Ingrid Betancourt è libera
Mamita sono stanca, qui la vita non è vita
Ingrid Betancourt è stata liberata. Dopo sei anni di prigionia l'ex candidata presidenziale francese-colombiana, nelle mani delle Farc dal 23 febbraio 2002, e insieme con lei gli statunitensi Thomas Howes, Keith Stansell e Marc Gonsalves, sequestrati nel 2003, sono stati liberati in un accampamento delle Farc, pare grazie a un blitz delle forze armate colombiane. Ecco cosa Ingrid scriveva dalla sua prigionia nella giungla.
Mamita, sono stanca, stanca di soffrire. Sono stata, ho cercato di essere forte. Questi sei (quasi) anni di prigionia mi hanno dimostrato che sono meno coraggiosa, intelligente e forte di quel che pensavo. Ho combattuto molte battaglie, ho cercato di scappare più di una volta, ho cercato di conservare la speranza così come si tiene la testa sopra il pelo dell'acqua. Ma oggi, mamita, mi sento sconfitta. Vorrei pensare che un giorno uscirò di qui, ma mi rendo conto che quello che è successo ai deputati, e che mi ha fatto molto soffrire, può capitare anche a me, in qualunque momento. Credo che sarebbe un sollievo per tutti. (…)
Mamita, per me è un momento molto duro. All'improvviso, vogliono delle prove della mia esistenza e così ti scrivo, la mia anima sospesa su questo foglio. Fisicamente, sto male.
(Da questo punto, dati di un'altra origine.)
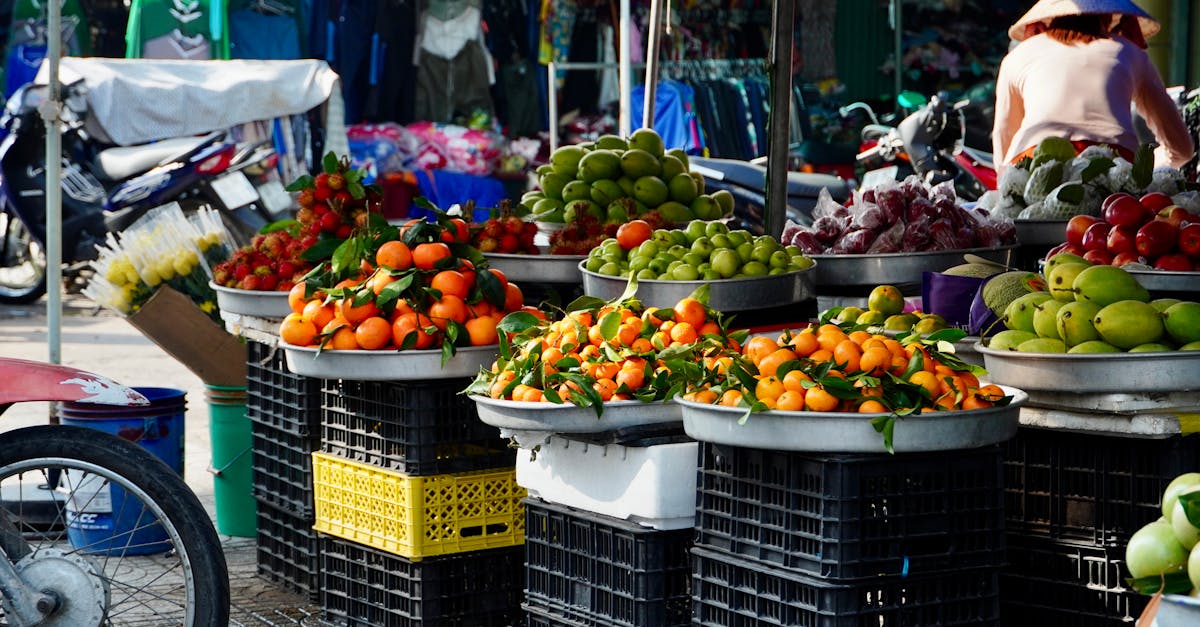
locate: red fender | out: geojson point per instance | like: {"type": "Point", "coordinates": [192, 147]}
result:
{"type": "Point", "coordinates": [35, 381]}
Non mangio più, mi manca l'appetito, perdo molti capelli. Non ho voglia di niente. Credo che l'unica cosa positiva sia questa: non aver voglia di niente. Perché qui, in questa giungla, l'unica risposta è: «No». Allora è meglio non desiderare nulla, per restare almeno libera dai desideri. Sono tre anni che chiedo un dizionario enciclopedico per avere qualcosa da leggere, per imparare qualcosa, per mantenere viva la curiosità intellettuale. Continuo a sperare che me ne procurino uno, magari solo per compassione, ma è meglio non pensarci. Qui, qualunque cosa è un miracolo. (…)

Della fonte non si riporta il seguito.